Der Spezialagent Tim Ballard (Jim Caviezel) ist müde. Einmal mehr ist es ihm zwar gelungen, einen Online-Konsumenten von Kinderpornographie zu schnappen, doch das ist nicht mehr genug. Ballard will an die wirklichen Täter herankommen, will diejenigen zur Rechenschaft ziehen, die Kinder entführen und missbrauchen und vor allem will er die Opfer befreien: Die Kinder.

Auf eigene Faust beginnt der vielfache Familienvater – dessen Frau (Mira Sorvino) zu Haus bleibt, um die Kinder zu hüten – in Kolumbien zu ermitteln und stößt in der Provinz Nariño bald auf Scorpio (Gerardo Taracena). Um in dessen abgelegenes Camp im Dschungel zu gelangen und dort festgehaltene Kinder zu befreien, gibt sich Ballard als Arzt aus – und riskiert Haut und Haar.

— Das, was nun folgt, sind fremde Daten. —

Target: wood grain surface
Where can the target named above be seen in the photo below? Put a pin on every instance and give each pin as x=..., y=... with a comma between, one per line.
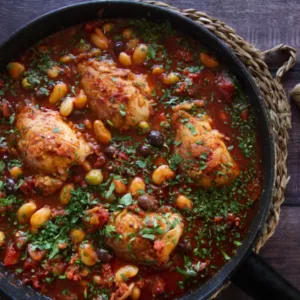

Grob, sehr grob basiert diese Geschichte auf wahren Ereignissen. Tim Ballard ist eine reale Person, die allerdings inzwischen mehr als umstritten erscheint und im Verdacht steht, Rettungsaktionen seiner Organisation Operation Underground Railroad (O.U.R.) in allzu rosigem Licht geschildert zu haben. (Inzwischen hat Ballard diese Organisation verlassen, nachdem Vorwürfe der sexuellen Belästigung von Mitarbeiterinnen vorgebracht wurden.) Dennoch ist Ballard ohne Frage jemand, der in einem Bereich agierte, der in der Öffentlichkeit nicht so viel Aufmerksamkeit bekommt, wie er sollte. Denn Entführungen, gerade von Kindern, und anschließend Versklavung und im schlimmsten Fall auch sexuelle Ausbeutung sind ein reales und wachsendes Problem.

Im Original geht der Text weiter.